Sweet Water(56)



Joshua tips my head back and kisses me so deeply, I nearly black out.

What. Is. Happening?

I let myself disappear into him, because I need to escape more than I need to think.

We’re clinging together beneath the pergola. I break away from him. “You left without saying goodbye.” I’m breathless and confused, but I still need to know. All the torn emotions he left me with led me straight to Martin. I craved Martin’s stability at the time, but now it feels like an insecure cop-out.

He flips his hair out of his eyes. “I hate goodbyes. We were going in two different directions. It was better that way.”

All my resentment washes away in an instant. Josh didn’t leave me without saying goodbye because he didn’t care. He left because he didn’t want to feel the sadness of our departure from each other. I can feel it in his kisses. He never stopped caring for me, his want for me uncontrolled, not planned at all, genuine.

“I’ve missed you,” I say, and I don’t realize how much I actually have until I say the words. It makes me wonder if everything I’ve done up until this point was a way to put a bandage over the wound Joshua left behind, the feeling of abandonment I never wanted to feel again after my mother died. I didn’t have to be perfect for Joshua; I just had to be me. Martin deserves someone who can live up to his standards, wear his enormous diamond with poise, share his political views. I have so many questions for Joshua. If he ever made it to the camps to help all those people shattered by war. If he ever got to chase the Brit-pop thing he idolized as a kid. Has he even gotten to try? I need to know.

“You’ve never been far from my thoughts.” Joshua kisses me again, this time hungrier.

I don’t know if his parents are home, but I let Joshua lay me down on the cement bench this time. I’m sure he would ask me if I’d be more comfortable somewhere else, but our clothes are coming off too fast, my dress already hiked up to my hips. I can’t believe how hot I am with my bare back pressed against the chilled cement bench, urgency replacing any guarded desires I had the last time I was here.

When we’re finished, he says, “I’ve missed you too. I’m just home visiting my parents for the holidays.”

“You’re home for the holidays?”

He nods. And you didn’t call me? My stomach twists. Was I wrong in assuming what we had was special?

We dress quickly, because it’s cold, but I still lean into Josh, absorbing his heat. Crazy thoughts enter my brain as snowflakes swirl all around us. What drew me to Stonehenge? Is it the house or Joshua or a little of both?

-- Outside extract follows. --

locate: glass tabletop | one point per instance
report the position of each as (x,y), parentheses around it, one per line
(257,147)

“Are you going to leave without saying goodbye this time?” I ask.

He shakes his hair out of his face again. “Probably. I hate goodbyes.”

“Me too. I have to go, though. I’m sorry I’m so out of sorts. Thank you for making my day better.” I get up to leave, shocked by what I’ve just done. It’s snowing, the wintry mist casting an ethereal blanket around the world I created here. My heart is still beating fast, but things that happen here can’t hurt me. I feel invincible in Joshua’s presence.

Alive and free, not trapped by my decisions.

Joshua watches me curiously, and I want him to be thinking about me after I leave.

“Don’t say it,” he says.

“I won’t,” I say.

I won’t say goodbye.

I run back to my car. I can’t explain what just happened, and I decide I don’t have to. No one knows he exists. That pergola is like my Narnia, and now I’m climbing through my closet wardrobe, back to the other side.

Although I actually consider taking off with him. I’m almost done with school, and if he’d wait for me to finish, I’d follow him anywhere if he’d let me. Joshua and I have that special connection my mother and father shared—the one Martin and I lack.

The only problem is, when I try to go back again and knock on Joshua’s door a few days later, he’s already gone—before Christmas. I’m shocked. Sick. But I have my answer.

Joshua was the catalyst to lead me back to my steady arrow and nothing more. He’s not a stayer; he’s an abandoner, a misfit, a real heartbreaker.

Just like Martin said, I lost my head for a bit, got cold feet, but all would be forgiven.

I just wish I could forgive myself for the consequences. Because as much as I like to pretend Stonehenge was a fantasy and Joshua was a ghost, the pain he left behind is very real.





CHAPTER 15

Present

The front doorbell chimes in the tiny music store at the very end of the street. It’s easy to miss tucked in a tiny alcove with a flower basket hanging in front of the gold lettering on the window. I should tell the owner to move it so people can find the place, but really, it just bothers me because I can’t remember if this store has always been here or if it’s one of the few places in town I haven’t discovered yet.

Not that it would matter. Everyone in my household lacks musical ability except for Spencer. He seems to excel at everything he does, but by middle school, football and swimming quickly became a larger priority, and he stopped playing piano altogether. However, he barely needed lessons to learn how to play in the first place. I worried what Martin might think, but Spencer’s musical ability didn’t really cross his radar—Martin was concerned only about his son’s prowess at sports.